The routine is the actual behaviour you wish to change or enforce. It’s the doing part of the habit. It’s actually getting up half an hour earlier every morning. (Hitting the snooze button does NOT count).
The reward doesn’t have to be a tangible compensation for completing your routine. In this instance, it’s drinking that really nice coffee with the extra time you’ve got in the morning, or the relaxed feeling you get post-meditation.
How The Knowledge Arcade Can Aid Habit Formation
When forming new learning habits, The Knowledge Arcade is the perfect tool to help you apply the Habit Formation Model. Here’s how:
The Knowledge Arcade is packed full of cues to help you begin your habitual journey. A cue could come in the form of a push notification, for example. The alerts can be sent directly to your learners mobiles, working just like a social media push notification.
Drum up some excitement around your learning campaign by setting up a cue informing your learners of their up and coming module.
Social features on The Knowledge Arcade such as Clubs, Experts and Chat mean that you can build whole social learning communities that are designed to encourage learning habits. This can be achieved by other learners sending out cues. Have you started a new unit? Encourage your teammates to do so too by informing them on the social feed!
Having access to a wealth of intellectual capital means that learners don’t have to face training alone. Instead of running away from forming learning habits, teammates will now be encouraged to build them.
The TKA has many ways in which the content can be consumed. This could be via whitepapers, infographics, learning videos, audio files, tip sheets, presentations, case studies and much more.
As an admin, you can push content to be completed in your learners’ ‘My Things to Do’ sections. A great way to get a routine going!
Separately, Battles help reinforce training but in a fun, competitive manner. As an admin, it’s your job to curate a collection of multiple-choice questions around your content. Your learners then battle it out to see who comes out as the overall winner! You can then run a report using our vast reporting suite to filter out any knowledge gaps.
Gamification is the process of applying game mechanics to non-gaming environments. Learners can earn virtual badges for anything, from the number of times they’ve logged into the site, to how many learning videos they’ve watched. They can also earn XP (experience points) which will all be added to another game mechanic; a leaderboard. This is where it gets competitive!

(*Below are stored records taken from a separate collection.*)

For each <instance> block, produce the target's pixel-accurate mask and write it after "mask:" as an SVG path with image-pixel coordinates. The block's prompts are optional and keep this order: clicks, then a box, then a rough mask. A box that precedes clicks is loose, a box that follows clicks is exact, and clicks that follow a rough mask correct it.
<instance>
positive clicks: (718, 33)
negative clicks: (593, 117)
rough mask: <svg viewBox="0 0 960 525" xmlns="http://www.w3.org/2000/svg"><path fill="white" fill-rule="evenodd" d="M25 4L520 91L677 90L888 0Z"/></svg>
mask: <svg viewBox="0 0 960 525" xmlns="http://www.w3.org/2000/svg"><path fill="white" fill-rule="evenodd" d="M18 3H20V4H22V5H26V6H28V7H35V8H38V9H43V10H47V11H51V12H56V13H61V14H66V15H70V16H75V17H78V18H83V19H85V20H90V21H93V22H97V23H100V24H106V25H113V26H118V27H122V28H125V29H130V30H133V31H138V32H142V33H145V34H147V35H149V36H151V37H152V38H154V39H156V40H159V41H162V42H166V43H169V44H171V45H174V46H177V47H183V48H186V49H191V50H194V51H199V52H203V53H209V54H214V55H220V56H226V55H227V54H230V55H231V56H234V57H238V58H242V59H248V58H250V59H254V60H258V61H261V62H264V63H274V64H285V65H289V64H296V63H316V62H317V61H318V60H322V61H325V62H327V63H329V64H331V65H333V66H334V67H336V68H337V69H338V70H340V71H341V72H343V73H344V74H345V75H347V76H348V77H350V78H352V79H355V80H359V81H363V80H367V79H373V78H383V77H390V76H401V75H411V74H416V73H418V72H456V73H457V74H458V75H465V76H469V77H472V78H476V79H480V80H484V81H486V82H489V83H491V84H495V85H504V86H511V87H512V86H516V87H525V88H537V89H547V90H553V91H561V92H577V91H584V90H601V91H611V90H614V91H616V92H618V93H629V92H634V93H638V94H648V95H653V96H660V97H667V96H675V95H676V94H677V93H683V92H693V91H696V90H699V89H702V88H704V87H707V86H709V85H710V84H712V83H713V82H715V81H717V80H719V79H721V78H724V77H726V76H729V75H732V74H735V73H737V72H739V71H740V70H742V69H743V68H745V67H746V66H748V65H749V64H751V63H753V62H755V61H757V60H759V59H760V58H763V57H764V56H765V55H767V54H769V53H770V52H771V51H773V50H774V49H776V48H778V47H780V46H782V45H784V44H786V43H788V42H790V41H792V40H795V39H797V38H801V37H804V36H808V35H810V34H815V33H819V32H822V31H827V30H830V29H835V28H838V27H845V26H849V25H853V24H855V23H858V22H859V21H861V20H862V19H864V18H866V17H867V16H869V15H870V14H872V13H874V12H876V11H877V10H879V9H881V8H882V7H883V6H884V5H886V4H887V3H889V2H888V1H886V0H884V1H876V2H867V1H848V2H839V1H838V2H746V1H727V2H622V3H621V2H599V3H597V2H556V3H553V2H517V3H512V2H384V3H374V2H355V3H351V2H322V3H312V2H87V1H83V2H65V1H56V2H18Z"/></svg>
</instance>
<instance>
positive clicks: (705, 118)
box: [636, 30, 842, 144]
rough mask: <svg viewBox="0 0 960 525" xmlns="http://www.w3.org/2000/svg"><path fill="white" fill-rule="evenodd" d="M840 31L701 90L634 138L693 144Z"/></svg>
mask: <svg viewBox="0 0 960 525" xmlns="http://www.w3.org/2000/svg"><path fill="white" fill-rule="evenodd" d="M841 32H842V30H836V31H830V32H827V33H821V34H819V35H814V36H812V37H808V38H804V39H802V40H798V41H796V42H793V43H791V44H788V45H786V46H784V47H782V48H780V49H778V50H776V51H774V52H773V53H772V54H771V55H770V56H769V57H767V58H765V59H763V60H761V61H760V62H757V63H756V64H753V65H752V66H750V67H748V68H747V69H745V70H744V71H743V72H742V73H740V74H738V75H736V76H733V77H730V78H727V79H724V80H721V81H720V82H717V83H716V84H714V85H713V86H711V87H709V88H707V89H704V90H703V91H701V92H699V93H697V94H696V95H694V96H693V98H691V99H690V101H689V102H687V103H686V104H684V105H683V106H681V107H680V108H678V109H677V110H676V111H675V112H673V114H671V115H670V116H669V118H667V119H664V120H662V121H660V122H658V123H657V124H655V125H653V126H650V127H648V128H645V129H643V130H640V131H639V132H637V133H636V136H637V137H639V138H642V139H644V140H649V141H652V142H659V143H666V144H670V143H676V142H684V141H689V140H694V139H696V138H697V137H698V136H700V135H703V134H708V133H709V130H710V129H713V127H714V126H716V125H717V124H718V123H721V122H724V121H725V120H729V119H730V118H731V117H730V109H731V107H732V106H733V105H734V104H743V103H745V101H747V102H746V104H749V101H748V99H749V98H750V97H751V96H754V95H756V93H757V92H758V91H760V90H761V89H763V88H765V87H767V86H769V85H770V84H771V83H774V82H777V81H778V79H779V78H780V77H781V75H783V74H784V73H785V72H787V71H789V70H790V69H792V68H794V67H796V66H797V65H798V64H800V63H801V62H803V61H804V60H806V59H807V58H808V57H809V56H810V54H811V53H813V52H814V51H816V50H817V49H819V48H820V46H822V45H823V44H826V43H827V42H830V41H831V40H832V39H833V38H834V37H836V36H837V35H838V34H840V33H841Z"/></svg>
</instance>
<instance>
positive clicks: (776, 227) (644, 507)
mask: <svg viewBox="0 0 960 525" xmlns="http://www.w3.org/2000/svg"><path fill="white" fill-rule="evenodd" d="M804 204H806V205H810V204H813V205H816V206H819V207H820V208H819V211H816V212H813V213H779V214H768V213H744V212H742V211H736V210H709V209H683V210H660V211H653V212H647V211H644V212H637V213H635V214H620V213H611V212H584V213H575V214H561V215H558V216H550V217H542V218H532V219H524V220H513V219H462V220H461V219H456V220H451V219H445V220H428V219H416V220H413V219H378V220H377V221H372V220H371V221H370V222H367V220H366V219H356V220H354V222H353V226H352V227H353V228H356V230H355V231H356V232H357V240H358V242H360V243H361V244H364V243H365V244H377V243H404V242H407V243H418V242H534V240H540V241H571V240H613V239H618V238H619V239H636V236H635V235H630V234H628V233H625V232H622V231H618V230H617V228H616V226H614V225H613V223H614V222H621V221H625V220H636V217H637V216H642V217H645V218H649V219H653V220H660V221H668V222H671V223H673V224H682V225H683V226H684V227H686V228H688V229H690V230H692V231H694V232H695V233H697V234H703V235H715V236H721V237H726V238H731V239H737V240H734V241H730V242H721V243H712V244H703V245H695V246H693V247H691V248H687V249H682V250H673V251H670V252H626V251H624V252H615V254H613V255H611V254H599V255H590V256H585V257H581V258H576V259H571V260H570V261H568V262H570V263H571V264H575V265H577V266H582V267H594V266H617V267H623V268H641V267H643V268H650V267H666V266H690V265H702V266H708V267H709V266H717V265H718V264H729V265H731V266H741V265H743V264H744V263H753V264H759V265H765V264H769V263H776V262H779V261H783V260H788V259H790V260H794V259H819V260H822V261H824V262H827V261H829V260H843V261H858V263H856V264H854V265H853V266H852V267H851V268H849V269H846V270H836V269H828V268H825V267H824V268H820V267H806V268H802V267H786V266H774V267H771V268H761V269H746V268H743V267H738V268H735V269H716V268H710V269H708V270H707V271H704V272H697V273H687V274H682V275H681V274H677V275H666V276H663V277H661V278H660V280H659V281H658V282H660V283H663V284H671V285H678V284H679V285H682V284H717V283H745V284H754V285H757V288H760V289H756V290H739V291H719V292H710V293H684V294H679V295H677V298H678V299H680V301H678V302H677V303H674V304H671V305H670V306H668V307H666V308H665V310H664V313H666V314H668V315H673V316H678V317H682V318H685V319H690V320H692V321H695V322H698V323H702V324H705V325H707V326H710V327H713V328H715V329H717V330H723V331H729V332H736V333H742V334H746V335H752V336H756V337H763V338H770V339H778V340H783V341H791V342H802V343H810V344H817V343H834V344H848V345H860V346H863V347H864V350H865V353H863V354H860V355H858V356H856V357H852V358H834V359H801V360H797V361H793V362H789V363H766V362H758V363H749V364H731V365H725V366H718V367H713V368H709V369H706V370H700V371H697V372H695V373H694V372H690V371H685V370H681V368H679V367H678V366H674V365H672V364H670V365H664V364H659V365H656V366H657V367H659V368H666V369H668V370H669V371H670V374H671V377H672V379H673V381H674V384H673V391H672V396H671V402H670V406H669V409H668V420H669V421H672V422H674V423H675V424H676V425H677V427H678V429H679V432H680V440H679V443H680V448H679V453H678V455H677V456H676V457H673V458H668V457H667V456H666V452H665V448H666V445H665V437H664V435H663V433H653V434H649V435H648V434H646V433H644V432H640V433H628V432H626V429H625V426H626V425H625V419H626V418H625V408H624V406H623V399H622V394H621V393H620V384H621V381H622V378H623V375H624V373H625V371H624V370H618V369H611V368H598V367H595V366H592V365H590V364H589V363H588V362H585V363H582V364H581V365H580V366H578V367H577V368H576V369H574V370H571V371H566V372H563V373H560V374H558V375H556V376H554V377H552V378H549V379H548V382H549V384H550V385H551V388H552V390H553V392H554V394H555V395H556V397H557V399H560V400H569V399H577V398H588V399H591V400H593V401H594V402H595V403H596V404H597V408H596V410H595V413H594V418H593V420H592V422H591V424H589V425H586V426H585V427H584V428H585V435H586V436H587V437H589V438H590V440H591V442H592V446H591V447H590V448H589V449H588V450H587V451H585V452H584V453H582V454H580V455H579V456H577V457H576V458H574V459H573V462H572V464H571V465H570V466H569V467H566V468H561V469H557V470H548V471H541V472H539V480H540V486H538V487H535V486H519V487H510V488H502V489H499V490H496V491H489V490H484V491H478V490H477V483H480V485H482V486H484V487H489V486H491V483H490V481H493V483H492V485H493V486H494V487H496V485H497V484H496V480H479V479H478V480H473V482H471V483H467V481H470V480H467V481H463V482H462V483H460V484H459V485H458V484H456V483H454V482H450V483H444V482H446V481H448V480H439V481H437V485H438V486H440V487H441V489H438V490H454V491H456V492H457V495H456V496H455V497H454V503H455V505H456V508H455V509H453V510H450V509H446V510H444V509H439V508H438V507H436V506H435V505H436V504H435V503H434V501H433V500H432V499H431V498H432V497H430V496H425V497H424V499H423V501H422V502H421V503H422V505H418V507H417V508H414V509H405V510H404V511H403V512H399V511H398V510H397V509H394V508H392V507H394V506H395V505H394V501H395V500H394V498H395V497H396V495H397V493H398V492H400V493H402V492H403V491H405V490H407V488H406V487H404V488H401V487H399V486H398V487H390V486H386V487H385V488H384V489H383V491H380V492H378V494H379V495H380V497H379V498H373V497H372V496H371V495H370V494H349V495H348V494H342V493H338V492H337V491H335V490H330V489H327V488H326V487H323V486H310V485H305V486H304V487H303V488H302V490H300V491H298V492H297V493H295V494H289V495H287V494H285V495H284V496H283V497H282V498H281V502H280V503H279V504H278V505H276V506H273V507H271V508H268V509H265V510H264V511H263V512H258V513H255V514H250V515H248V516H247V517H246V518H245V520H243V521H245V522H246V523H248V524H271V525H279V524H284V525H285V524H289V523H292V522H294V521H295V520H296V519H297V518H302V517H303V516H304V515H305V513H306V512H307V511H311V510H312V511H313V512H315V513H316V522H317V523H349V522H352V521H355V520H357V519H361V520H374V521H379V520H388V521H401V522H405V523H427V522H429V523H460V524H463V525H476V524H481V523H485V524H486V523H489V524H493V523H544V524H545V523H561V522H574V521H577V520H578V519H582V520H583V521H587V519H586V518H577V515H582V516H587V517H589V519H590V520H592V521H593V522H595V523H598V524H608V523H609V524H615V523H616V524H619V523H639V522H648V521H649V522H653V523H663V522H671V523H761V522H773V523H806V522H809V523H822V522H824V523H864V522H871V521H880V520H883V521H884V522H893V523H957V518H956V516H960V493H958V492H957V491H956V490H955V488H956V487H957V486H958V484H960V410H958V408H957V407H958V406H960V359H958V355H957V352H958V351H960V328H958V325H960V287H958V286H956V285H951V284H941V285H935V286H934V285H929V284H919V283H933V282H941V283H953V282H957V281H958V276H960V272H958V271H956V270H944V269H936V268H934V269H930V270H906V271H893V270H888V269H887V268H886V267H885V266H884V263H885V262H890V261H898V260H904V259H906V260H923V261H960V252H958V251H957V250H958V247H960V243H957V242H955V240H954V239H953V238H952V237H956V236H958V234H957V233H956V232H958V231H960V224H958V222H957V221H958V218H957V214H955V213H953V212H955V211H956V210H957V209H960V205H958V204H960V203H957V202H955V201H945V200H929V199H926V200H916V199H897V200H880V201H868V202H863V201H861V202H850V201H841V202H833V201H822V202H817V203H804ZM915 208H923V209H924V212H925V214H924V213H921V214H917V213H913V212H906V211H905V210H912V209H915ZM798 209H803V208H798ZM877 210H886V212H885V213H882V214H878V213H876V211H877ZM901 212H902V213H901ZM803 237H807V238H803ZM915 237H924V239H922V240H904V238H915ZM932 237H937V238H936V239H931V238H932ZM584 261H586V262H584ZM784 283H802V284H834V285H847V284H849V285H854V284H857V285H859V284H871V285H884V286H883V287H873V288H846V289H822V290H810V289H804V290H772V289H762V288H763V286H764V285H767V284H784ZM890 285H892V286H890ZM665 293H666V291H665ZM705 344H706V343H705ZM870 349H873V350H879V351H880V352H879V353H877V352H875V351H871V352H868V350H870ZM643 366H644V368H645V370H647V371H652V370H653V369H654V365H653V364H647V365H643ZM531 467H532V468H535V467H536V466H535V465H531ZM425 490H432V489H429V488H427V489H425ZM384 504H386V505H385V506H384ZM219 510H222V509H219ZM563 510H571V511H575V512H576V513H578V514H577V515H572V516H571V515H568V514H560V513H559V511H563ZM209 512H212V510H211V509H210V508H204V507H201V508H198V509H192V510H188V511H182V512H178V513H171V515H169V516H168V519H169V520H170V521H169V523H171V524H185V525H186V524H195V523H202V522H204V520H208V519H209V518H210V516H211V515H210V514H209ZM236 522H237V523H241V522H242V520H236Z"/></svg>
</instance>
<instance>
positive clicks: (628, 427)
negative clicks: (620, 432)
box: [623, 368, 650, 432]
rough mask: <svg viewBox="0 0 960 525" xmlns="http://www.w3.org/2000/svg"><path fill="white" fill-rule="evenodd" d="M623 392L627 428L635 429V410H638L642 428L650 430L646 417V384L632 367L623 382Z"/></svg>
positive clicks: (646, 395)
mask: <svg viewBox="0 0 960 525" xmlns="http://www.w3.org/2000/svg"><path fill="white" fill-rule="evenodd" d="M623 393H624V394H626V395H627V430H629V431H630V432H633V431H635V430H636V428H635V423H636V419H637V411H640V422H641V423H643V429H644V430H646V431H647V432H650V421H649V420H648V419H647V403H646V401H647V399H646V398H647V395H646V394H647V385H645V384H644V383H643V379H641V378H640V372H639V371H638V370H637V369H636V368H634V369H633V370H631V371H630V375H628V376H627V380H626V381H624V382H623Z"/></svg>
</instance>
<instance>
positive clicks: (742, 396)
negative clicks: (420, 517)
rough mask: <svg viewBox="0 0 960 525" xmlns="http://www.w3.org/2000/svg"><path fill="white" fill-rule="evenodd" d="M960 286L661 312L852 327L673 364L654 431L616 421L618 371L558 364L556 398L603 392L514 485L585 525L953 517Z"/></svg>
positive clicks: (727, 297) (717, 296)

These rewards will all help towards strengthening learning habits as learners will want to collect and compete as much as possible.
There’s more science behind habit formation than people think. From neurons chunking to form neural pathways, to the info being stored in the long-term memory. Luckily, gamification, learning campaigns and social learning make the ride a heck of a lot easier.
A habit is at the root of every behaviour change. You can’t have one without the other. There’s a ton of neuroscience behind behaviour change too.